El panorama en el aeropuerto de Reynosa era igual al que había vivido un par de años atrás en la estación de gasolina a donde había llegado desde Monterrey: decenas de personas al acecho, buscando clientes en migrantes que buscaban cruzar la frontera. Ya sabía que ellos preguntaban cosas y que quienes viajaban solos eran más propensos a ser secuestrados por los carteles mexicanos. Vi a una familia y se despertó mi instinto. Me acerqué y les pedí que por favor me permitieran ir con ellos hasta las afueras del aeropuerto, donde pudiera pasar desapercibido.
Cuando estuve fuera de la terminal aérea, tomé un taxi y le pedí que me llevará a un hotel. Una vez estuve en la habitación, me lavé la cara y llamé a mi o, pero aún sentía miedo de que alguien en el lugar se dedicara a entregar migrantes a los carteles. Esa sensación de paranoia no se la recomiendo a nadie.
La persona con la que ahora debía arme telefónicamente se apodaba ‘La Yegua’. Era un hombre. Él me dijo que dejara mis pertenencias en ese hotel, saliera por la ventana de la habitación y caminara hasta una estación de buses sin hablar con nadie. Solo podía ir con lo que llevaba puesto.
Se me acercó una camioneta y quien la conducía casi que murmurando me dijo que debía subirme y acurrucarme en la parte trasera. Era mi segunda pasada, pero sentí más nervios que en la primera. Uno cree que ya sabe lo que va a suceder, pero en este viaje todo es incierto: en cuestión de segundos, la muerte puede estar más cerca de ti, respirándote cerca. 
El hombre del carro me llevó a una finca ubicada al borde del río Bravo y me hizo entrar. Allí estaban unas 30 o 40 personas de diferentes nacionalidades sentadas en el piso, esperando. Había mujeres embarazadas y niños. Todos teníamos algo en común: un 'sueño americano', ese mismo que siempre han idealizado películas, series y ahora las redes sociales.

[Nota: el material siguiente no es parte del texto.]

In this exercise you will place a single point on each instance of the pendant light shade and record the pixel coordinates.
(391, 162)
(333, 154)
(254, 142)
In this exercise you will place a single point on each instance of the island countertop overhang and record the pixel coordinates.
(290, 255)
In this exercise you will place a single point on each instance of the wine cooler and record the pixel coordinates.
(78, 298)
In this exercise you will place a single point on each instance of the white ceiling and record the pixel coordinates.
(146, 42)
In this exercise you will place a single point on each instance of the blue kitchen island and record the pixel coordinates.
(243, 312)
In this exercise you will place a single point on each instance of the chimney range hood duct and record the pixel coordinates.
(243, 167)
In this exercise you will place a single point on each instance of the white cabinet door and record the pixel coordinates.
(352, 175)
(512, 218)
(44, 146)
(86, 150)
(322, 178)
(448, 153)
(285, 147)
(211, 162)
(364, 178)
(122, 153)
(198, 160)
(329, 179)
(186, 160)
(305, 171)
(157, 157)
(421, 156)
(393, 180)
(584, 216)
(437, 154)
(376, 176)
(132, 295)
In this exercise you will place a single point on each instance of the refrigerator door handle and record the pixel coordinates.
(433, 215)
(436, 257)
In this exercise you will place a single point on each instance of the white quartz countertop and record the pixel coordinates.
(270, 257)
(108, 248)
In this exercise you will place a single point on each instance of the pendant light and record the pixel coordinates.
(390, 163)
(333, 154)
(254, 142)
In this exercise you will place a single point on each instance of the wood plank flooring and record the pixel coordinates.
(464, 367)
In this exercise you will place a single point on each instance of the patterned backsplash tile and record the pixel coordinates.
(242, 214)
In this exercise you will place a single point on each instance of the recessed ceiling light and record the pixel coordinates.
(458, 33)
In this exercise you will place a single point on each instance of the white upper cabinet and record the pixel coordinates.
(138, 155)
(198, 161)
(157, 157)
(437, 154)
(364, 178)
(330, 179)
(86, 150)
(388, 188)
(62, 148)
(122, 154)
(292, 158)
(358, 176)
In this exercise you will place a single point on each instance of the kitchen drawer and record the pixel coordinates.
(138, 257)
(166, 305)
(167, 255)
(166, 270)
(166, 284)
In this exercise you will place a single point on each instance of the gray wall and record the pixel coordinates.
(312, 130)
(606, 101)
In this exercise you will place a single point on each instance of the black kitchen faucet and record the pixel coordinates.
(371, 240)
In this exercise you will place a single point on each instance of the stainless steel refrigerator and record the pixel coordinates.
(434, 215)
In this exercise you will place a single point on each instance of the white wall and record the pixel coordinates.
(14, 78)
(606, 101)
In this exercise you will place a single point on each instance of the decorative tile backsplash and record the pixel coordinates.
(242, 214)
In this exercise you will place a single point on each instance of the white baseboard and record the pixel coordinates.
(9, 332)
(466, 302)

Esta pasada no era como la anterior, donde iba con dos migrantes más; esta vez éramos muchos. Me angustié porque sabía que en los grupos grandes era donde más se corría peligro. 
¿Cómo se puede controlar el cuerpo cuando debes estar casi muerto? Estaba muerto en vida. Era como uno de mis tantos juicios finales. Si me movía, podía perder el resto de mi vida
En esa casa estuve por varias horas. Me alimentaron e hidrataron durante la espera. Al caer la noche empezaron a sacar grupos de entre 10 a 12 personas. Yo salí en el último grupo. Nos montaron en un camión que bordeó el río durante varios minutos hasta que nos hicieron descender del vehículo. Disimulé mi acento y dije que era de Costa Rica porque ya sabía que a los colombianos los ‘coyotes’ nos cobraban más.
Nos dividieron en dos grupos y los guías inflaron una balsa. Esta vez no hubo neumáticos. El primer grupo cruzó el río sin problemas, pero el segundo, en el que estaba yo, no contó con la misma suerte. Al parecer, la lancha del control fronterizo estaba a punto de pasar y nos dijeron que debíamos devolvernos hasta la casa. Fue un momento de mucha adrenalina, como cuando nos alumbraron justo después de pasar a la orilla la primera vez, pero era diferente. Veía más lejos la posibilidad de volver a ingresar a Estados Unidos.
Al instante, uno de los 'coyotes' recibió una señal. Le habían dicho que podíamos cruzar. Inflaron la balsa de nuevo y nos subimos. Pero éramos muchos. El peso hizo de las suyas y estuvimos a punto de caernos. A algunos, sin piedad, los hicieron bajar. Yo me salvé.
Logramos cruzar con éxito el río y después tuvimos que subir una montaña llena de barro para llegar hasta un restaurante donde estaba un camión esperándonos.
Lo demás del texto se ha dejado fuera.